When taking into consideration two of the three main sectors within the city – the haredim and the Arabs – the exact numbers of students obtaining their matriculation vary. According to ministry figures, when considering all students at the correct age for taking taking the matriculation exams and comparing them to the numbers of those who pass, Jerusalem is ranked very low. Barkat claims that this is unfair, since many of the haredi and Arab students do not even show up to the tests and therefore shouldn’t be taken into consideration. According to Barkat’s calculation, the number of Jerusalem students who matriculate is much higher and is growing.
Of course, this is more than just a semantic debate, with education being Barkat’s ticket to winning the last election and assumed to be his major pull for voters in the next election, scheduled for November 2013.
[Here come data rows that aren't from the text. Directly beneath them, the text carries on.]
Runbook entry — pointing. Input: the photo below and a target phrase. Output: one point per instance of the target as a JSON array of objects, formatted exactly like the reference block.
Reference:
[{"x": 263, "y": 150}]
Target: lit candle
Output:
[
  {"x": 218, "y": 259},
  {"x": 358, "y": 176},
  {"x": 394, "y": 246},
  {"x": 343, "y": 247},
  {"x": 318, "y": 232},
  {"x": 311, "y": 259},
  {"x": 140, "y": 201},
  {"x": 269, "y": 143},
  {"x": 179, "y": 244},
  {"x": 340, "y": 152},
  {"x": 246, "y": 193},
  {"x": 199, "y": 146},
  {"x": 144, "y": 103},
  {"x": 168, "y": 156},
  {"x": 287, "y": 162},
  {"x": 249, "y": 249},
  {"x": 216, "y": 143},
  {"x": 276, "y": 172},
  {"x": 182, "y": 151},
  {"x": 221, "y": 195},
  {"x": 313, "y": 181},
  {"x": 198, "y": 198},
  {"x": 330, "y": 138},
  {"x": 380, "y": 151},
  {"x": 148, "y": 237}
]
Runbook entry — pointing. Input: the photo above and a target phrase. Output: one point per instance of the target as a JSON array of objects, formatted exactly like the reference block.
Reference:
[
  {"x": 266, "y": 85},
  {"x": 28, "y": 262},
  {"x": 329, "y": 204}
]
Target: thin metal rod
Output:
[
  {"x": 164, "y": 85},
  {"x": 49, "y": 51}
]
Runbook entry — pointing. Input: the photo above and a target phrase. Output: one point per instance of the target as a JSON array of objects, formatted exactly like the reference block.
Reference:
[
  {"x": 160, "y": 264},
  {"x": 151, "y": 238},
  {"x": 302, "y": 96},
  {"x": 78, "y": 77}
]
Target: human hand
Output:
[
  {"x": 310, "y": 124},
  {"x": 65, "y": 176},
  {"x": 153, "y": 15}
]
While, according to the mayor, last year there was a 4% rise in the number of state high school matriculation graduates compared to the year before, the Education Ministry has just published a report indicating that 44.3% matriculated in 2011 compared to 48.41% in 2010.
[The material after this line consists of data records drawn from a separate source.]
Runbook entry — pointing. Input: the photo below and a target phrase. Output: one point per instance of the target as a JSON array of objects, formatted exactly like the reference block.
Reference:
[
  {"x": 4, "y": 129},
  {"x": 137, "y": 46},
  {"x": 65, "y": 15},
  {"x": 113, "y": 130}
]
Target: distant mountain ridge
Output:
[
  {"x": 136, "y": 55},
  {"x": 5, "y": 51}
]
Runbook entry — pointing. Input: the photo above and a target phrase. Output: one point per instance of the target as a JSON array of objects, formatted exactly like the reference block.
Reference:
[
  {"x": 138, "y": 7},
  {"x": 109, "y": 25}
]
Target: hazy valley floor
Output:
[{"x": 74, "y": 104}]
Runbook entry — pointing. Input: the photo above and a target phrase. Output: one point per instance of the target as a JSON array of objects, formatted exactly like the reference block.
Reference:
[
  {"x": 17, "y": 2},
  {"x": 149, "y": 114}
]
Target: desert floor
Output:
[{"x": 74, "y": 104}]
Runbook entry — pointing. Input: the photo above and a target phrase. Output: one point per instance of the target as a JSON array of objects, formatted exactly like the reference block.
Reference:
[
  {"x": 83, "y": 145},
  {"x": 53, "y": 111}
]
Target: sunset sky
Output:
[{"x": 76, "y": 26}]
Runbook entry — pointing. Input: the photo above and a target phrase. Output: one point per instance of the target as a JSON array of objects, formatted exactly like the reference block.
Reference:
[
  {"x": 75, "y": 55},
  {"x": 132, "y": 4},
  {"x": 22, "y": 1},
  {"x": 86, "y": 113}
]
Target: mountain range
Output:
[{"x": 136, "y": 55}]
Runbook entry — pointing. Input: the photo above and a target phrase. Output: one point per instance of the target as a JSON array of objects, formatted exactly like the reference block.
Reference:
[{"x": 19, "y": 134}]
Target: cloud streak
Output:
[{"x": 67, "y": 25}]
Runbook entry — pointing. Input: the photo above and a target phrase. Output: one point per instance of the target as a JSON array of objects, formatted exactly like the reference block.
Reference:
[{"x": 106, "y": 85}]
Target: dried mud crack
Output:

According to the city’s figures, 68.4% of students who took the matriculation exam passed it last year, (compared to 63.9% the year before) in both state secular and religious schools, which indicates a growth of more than 4%.
And now on to more figures for this new school year that opened this week; and first, the good news. Five new first-grade classes opened this year in state secular and religious streams and 24 new kindergartens and pre-schools will open this year, under the framework of the Trajtenberg Report recommendations. As a result, 98% of the children of pre-school age (three and four) will be included in the state system, which is free of charge.
The city’s education administration invested NIS 400 million this year to create 400 new classrooms in east Jerusalem. According to official figures released since last year by the ministry, there is still a shortage of some 400 classrooms for the Arab population of the city.
Financing of classrooms is the ministry’s responsibility, but it is the municipality’s obligation to find an appropriate location and to build the classrooms. This year, east Jerusalem will gain 58 newly built classrooms as well as 10 new pre-school classes, six of them for children with special needs.
A total of 10,404 pupils will study this year in state secular and religious preschools. The number of children who started first grade this week in state secular and religious schools is 3,872. The city’s haredi administration has decided to add 1,182 classrooms at a cost of NIS 700 million; The municipality did not specify how long the construction will take.
This year, 30 classrooms have been made accessible for disabled pupils throughout the city, in addition to the 86 that were made accessible in the past three years.
Two thousand computers have been dispatched to the city’s teachers, and as of this month, the first 25 preschool teachers received laptops in the framework of the extended “A Laptop for Every Teacher” project launched by the mayor two years ago.
One hundred and thirty thousand of the city’s children will study in state-run secular, religious and Arab schools this year. Twenty thousand Arab children will study in private schools. One hundred thousand haredi pupils will study in haredi institutions (compared to 93,000 last year).
And going from numbers to names: The most popular names in secular state schools in Jerusalem are Aya (girls) and Daniel (boys); in religious state schools they are Shira (girls) and Daniel (boys); in the haredi system they Sara (girls) and David (boys) and in Arab schools they are Sadin (girls) and Muhammad (boys).